Mobile development involves the development of phone applications, laptops, smart watches, and all other forms of wearable devices running a mobile operating system of some kind. It also does not inherently indicate the creation of exclusively mobile apps, as even web developers today need to think about how their apps can be used and used on a mobile device.
It is also possible to create mobile applications specifically for mobile devices, but entirely as web apps. As mobile devices become more and more powerful, and the browser assumes an even more dominant position as the operating system of the future, this could even be the trend of the future.
- Huge Platforms for Mobile Development
There are two main competitors, and then there are the rest of them.

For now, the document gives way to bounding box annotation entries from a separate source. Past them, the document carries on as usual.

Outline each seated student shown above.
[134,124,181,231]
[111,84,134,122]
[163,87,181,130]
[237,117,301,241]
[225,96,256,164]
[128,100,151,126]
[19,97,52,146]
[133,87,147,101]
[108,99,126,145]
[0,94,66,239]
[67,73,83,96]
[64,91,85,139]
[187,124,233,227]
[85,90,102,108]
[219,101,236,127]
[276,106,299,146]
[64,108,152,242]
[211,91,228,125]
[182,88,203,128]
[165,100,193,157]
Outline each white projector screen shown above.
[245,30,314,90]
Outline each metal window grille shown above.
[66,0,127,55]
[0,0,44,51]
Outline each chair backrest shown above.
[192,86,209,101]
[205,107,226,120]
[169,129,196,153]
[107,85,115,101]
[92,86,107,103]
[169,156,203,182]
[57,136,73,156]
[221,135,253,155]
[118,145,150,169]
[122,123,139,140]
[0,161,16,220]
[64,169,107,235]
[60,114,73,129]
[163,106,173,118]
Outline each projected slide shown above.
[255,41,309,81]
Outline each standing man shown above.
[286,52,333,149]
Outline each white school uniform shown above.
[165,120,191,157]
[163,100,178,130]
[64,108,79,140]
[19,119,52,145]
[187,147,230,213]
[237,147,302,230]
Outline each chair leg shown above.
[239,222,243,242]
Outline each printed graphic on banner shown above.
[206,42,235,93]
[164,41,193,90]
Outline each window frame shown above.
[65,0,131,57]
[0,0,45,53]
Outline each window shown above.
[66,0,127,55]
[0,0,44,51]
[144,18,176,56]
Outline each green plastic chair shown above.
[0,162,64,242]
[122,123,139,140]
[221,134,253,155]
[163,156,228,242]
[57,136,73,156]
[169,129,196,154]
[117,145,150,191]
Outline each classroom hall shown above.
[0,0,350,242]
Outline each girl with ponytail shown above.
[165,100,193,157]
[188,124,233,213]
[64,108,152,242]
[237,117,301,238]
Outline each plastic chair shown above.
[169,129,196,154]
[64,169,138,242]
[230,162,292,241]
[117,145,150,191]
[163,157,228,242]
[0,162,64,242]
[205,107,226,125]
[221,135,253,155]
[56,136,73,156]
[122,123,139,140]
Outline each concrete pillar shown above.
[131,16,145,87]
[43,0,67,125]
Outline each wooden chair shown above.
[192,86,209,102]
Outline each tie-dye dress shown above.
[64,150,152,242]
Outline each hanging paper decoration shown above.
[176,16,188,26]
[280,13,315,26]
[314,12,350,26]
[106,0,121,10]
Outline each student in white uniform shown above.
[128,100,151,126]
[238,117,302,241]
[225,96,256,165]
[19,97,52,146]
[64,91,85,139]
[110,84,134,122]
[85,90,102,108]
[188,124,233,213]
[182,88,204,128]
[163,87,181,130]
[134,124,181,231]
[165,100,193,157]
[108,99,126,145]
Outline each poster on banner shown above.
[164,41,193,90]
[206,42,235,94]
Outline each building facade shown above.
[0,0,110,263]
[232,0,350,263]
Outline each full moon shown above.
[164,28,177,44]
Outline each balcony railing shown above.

When it comes to major mobile development platforms, mainly because it was the platform that, by completely transforming the idea of a mobile device and mobile software, finally brought mobile development into the modern day and age of course, iOS was developed by Apple and runs exclusively on Apple products. IOS is present on iPhones, iPods, iPads, Apple Watches, and Apple TV, and in the future there will be more devices operating iOS. At its core, iOS is rather Unix-like; Darwin (BSD) and OS X are based on it. It shares with OS X several essential frameworks, and its user interface is based on the Cocoa UI of Apple, which is used in OS X applications, but has been updated and revamped for Cocoa Touch and touch devices. To build iOS applications, Apple provides iOS developers with many native tools and libraries. Usually, iOS apps are developed using either Objective-C or the platform’s now more popular development language.
The other dominant player in this room is Android. A little later, Android was launched in September 2008 for the first time, almost a year later than iOS, but it still managed to capture a reasonably large share of the smartphone market. Android is technically the mobile OS with the largest, most dominant market share, weighing in at around 80 percent compared to the 18 percent share of iOS. Since Android is a fragmented market, consisting of several different devices manufactured by different manufacturers and running different versions of the Android operating system, these figures are a bit disappointing. That is the primary distinction between Android and iOS. Google–backed Android is available. Apple-backed iOS is not. An Android device can be built by anyone, and it is designed to run on a range of different hardware platforms and devices with very distinct form factors and capabilities. IOS is designed for a particular group of Apple devices to run, and only run, on. Android is based on the Linux kernel, and Google is releasing the source code for Android as open source. Google, like Apple, offers some native Android development software, but again, you don’t have to use them. The native development framework for Android OS application is Java.